O que representou e o que deveria representar a abolição da escravidão no Ceará? Respondendo a esses questionamentos, falar inicialmente sobre o que representou a abolição da escravatura no Ceará tornará mais transparente e inteligível o presente. Na verdade, se olharmos para a história do Ceará a partir do ponto de vista da população negra, chegaremos à conclusão de que não houve abolição no dia 25 de março de 1884.
E o requerimento solicitado em 19 de agosto de 1886 pelo então deputado da província do Ceará Pedro Alves de Oliveira e Castro, exigindo informações de quantos escravos existia no município de Milagres, é bem significativo. Esta solicitação é feita em razão de este município, situado na região do Cariri, ter continuado com seus escravos até o ano de 1886. Se este e outro município continuaram com a escravidão, então não podemos dizer que houve abolição da escravatura no Ceará em 1884.
De fato, ao que tudo indica, a abolição representou um jogo de interesses das classes dirigentes. Nas regiões em que o uso do trabalho escravo ainda era necessário e senhores de escravos detinham um forte poder político, ele continuou. Em outros, como em Fortaleza, aonde a modernidade chegara trazendo as ideias liberais, a ideologia do trabalho escravo foi lentamente substituída pela do assalariado. De um ponto de vista muito cruel, a vida da maioria dos negros quase não se alterou, pois de escravos passaram a agregados executando as mesmas atividades que faziam antes no antigo regime. Outros foram viver na pobreza e na periferia, já que abolir a escravidão não significou abolir o preconceito.
Como deveria ter sido a abolição da escravidão no Ceará?

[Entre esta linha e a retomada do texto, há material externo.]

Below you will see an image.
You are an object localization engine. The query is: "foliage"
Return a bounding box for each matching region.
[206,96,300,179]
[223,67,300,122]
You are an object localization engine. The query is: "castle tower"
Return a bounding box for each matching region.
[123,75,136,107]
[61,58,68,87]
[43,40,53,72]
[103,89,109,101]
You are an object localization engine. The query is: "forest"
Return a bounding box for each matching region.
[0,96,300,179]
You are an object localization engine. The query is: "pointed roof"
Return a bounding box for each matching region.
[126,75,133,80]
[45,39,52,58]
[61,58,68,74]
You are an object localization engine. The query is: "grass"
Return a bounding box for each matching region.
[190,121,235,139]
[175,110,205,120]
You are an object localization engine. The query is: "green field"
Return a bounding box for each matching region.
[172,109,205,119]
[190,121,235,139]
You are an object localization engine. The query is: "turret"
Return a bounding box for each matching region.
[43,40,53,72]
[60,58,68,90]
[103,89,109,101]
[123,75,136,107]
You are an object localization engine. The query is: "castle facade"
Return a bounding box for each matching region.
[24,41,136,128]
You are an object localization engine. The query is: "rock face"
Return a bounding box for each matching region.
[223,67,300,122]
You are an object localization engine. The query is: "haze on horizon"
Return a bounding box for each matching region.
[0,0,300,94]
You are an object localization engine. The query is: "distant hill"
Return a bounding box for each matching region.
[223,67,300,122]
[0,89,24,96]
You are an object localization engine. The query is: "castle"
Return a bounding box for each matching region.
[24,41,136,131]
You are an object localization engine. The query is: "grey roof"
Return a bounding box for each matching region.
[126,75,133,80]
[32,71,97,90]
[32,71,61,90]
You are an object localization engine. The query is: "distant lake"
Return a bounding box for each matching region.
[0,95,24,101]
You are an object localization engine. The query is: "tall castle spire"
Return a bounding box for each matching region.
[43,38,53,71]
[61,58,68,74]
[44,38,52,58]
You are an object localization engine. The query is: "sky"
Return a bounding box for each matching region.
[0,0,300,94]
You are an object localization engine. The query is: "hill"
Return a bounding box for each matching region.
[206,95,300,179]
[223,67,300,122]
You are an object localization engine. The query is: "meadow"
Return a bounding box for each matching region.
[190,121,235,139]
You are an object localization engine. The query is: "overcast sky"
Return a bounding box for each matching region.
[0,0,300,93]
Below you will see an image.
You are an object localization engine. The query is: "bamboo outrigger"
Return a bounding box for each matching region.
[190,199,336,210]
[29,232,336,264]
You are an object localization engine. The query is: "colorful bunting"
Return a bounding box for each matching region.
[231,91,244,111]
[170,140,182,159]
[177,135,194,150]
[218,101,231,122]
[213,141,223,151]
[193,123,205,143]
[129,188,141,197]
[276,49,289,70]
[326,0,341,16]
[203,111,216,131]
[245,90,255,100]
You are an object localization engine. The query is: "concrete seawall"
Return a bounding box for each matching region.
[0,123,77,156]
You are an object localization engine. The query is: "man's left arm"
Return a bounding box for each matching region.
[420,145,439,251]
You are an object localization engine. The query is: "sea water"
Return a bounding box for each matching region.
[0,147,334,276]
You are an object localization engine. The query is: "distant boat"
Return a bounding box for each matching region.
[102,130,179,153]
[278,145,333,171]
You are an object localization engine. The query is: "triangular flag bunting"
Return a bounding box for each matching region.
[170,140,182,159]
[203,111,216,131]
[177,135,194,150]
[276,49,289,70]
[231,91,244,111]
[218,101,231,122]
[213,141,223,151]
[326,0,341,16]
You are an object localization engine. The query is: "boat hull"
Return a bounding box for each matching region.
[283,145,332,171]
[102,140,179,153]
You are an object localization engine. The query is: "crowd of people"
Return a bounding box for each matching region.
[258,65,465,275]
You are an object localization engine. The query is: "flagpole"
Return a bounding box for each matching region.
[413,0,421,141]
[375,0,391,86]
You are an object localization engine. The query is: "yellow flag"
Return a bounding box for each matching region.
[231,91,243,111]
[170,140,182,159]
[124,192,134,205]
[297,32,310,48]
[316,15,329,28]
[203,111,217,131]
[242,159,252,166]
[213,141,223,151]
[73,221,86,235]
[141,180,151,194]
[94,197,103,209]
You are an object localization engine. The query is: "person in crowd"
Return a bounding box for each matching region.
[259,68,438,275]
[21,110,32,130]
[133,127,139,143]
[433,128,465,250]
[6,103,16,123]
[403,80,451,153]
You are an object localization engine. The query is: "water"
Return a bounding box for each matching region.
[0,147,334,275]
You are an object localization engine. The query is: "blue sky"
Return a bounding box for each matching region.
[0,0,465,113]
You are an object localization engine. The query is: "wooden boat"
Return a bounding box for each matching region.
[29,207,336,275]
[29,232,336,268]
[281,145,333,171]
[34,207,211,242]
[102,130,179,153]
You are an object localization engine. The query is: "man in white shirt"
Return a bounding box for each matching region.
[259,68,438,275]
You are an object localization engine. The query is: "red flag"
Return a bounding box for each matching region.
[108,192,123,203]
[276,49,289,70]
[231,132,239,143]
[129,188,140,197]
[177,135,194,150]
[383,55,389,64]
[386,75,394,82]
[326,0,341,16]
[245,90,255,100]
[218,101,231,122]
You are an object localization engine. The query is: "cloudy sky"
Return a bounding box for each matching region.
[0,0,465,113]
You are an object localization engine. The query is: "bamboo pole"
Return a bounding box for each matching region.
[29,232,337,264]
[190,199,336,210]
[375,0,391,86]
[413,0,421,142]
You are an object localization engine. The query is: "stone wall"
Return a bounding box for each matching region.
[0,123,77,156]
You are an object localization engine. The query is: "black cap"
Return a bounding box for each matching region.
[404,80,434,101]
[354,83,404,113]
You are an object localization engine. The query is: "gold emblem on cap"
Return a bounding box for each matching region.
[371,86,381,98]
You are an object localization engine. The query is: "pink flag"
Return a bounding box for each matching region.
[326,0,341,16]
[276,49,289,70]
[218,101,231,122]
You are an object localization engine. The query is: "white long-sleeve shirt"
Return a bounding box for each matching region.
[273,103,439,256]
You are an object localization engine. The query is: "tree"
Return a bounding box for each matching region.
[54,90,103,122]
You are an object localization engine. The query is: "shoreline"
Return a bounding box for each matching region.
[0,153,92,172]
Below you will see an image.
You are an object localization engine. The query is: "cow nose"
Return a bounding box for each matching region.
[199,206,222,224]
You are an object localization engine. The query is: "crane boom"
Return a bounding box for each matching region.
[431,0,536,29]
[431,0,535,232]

Os negros libertos e livres tiveram sua participação nos eventos que levaram o 25 de março de 1884. O que devia ter acontecido seria a criação de políticas públicas no novo regime de integração dessa população na sociedade com direitos ao trabalho, à moradia e à educação. Talvez a situação dos descendentes no presente estivesse bem diferente. No mínimo, deveria ter sido assim a abolição.